A lot of what the president is talking about is stuff to jump- start the economy or to keep it going, to stop us from going into a double dip. That's all great. That's short-term stuff and it's really feeding the kind of consumption economy that we have by extending unemployment benefits, cutting payroll taxes, things like that. But these are temporary measures. What we also need is a long- term investment program in the country that talks about the need to create investments that will really spur the next generational growth, investments in the smart grid (ph), in new technologies, in research and development spending.

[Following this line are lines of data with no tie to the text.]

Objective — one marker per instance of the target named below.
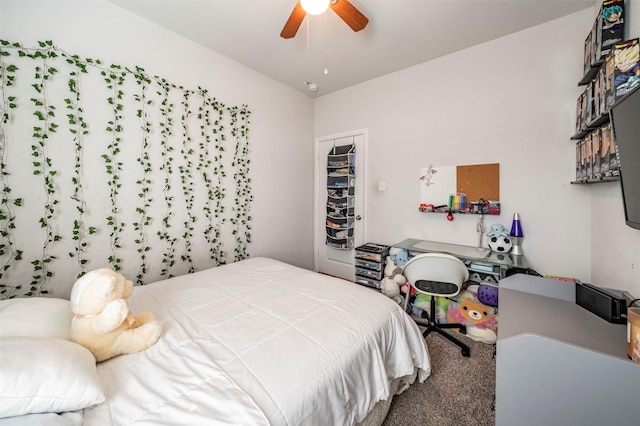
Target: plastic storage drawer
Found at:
(368, 282)
(376, 275)
(375, 266)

KING: Mark me down as a bit skeptical, but maybe we'll get about discussing and debating those long-term fixes in the presidential campaign. But I think you make an important point about the politics of the moment and how much it swayed the president's approach here in his proposal. Let's listen to this little nugget of the president here which I think is quite telling.
(BEGIN VIDEO CLIP)
OBAMA: There should be nothing controversial about this piece of legislation. Everything in here is the kind of proposal that's been supported by both Democrats and Republicans including many who sit here tonight. And everything in this bill will be paid for, everything.
(END VIDEO CLIP)
KING: Here's this president who said he was going to change Washington, who said he was going to be transformational, who was so aspirational as a candidate and he starts this big speech, very early in this big speech says there's nothing here that's controversial. Shouldn't there be things that are controversial?
ZAKARIA: Well it depends on what you're trying to do. President Obama is really taking a lot of heat from many corners (ph) because he's so damn responsible, right. What he's trying to do is say I'm not going to give some kind of airy-fairy speech that touches a bunch of causes that are very near and dear to my party's heart or to liberal's hearts but won't actually happen. I'm trying to actually get stuff done that will actually move the economy on the ground. Because what I want to do is to improve the economy and by the way, improving it in 2012 would be a very useful thing for my reelection.
KING: Obviously one of the things you watch for after the president's speech is how do the House Republican leaders react and it's quite interesting after sparring with the president for months, listen here, the House majority leader, Eric Cantor sounds almost conciliatory.
(BEGIN VIDEO CLIP)
REP. ERIC CANTOR (R), MAJORITY LEADER: Let's set aside the things in the bill that we can agree on, so again it's in that spirit of working together and building consensus that I hope the president can join us.
(END VIDEO CLIP)
KING: Is that an agreement on some of the policy or is that a reflection that these leaders in the Congress know that the president's numbers might be down, but theirs are down even more?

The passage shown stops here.